Staunton, August 28 – For the Russian Federation as a whole, unemployment is not now at a catastrophic level, but for regions and republics outside the major metropolitan areas, it has become one and must be a subject of first-order importance if the economy is to recover and unrest is to be avoided, Vladislav Inozemtsev says.
That is because outside the major cities, small and mid-sized businesses form a larger share of economic activity, the Russian economist says; and they have been hit far harder by the current economic crisis than have the major corporations which are centered in the cities (newsru.com/blog/27aug2020/unempl.html).
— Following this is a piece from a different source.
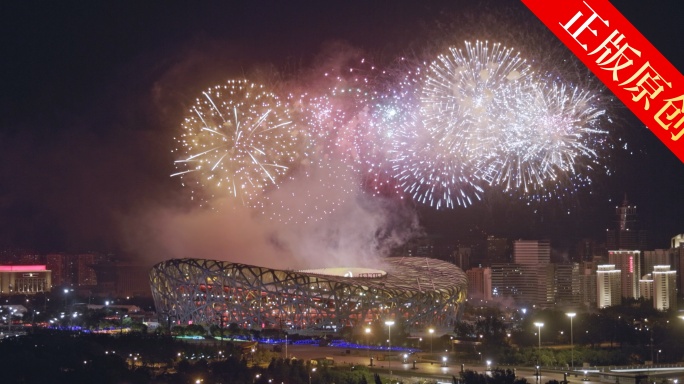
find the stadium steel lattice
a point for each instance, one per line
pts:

Inozemtsev says that unemployment in Russia displays three other significant differences as compared to this problem elsewhere:
First of all, the economist argues, the gap between those without work and those receiving unemployment compensation is far larger in Russia than elsewhere. That means that the loss of work has a larger and more direct impact on the economy in that country than in Western ones.
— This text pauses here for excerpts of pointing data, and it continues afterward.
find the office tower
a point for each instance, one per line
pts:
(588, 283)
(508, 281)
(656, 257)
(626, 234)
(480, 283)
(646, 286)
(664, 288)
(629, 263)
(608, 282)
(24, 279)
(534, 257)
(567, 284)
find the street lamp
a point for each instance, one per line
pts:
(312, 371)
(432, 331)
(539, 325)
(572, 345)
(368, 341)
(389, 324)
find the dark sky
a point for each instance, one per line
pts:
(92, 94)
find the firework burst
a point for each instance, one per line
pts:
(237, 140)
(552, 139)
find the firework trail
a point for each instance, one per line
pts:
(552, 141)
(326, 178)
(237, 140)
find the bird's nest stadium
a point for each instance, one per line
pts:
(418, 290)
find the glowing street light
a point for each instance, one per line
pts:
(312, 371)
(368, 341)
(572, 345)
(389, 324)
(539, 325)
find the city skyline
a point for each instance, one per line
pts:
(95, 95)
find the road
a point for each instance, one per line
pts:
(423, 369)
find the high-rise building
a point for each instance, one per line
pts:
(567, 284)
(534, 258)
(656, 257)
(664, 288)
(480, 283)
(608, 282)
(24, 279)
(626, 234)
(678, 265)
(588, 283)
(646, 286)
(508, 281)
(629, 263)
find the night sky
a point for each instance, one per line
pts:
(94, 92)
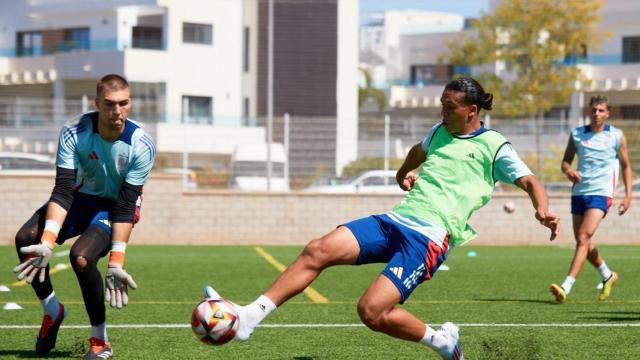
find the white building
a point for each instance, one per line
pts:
(188, 57)
(613, 69)
(197, 62)
(380, 40)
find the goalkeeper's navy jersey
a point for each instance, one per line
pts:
(102, 165)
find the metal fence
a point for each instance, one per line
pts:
(304, 150)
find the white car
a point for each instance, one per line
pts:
(21, 163)
(371, 181)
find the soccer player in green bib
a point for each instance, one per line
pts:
(460, 162)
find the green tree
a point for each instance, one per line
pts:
(370, 92)
(532, 40)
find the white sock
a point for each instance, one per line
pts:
(51, 305)
(251, 315)
(99, 331)
(433, 339)
(568, 283)
(605, 273)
Second, “the growth of unemployment in Russia in recent months … doesn’t correlate with other measures of the labor market.” Instead, unemployment has grown even as the number of people working has increased as well. That is an indication that many more people in Russia are on the sidelines as it were of economic activity.
And third, and related to this, there are in Russia “an unthinkably large number of people who exist beyond the limits of the formal labor market.” In 2013, there were 38 million such people; now, the number is estimated to be 20 million. Just how large that is can be gleaned by recognizing that if that pattern held in the US, 56 million people would fall into that category.
These patterns suggests two conclusions: On the one hand, if Russia is to address its unemployment problem, it must recognize that this problem is different than it is in other countries and that what works elsewhere may not work in Russia.
And on the other, Moscow has significantly less interest in addressing the problem of unemployment than do regional elites, creating yet another divide between the center and periphery that is likely to have political consequences both within the regime and between the population and the powers that be.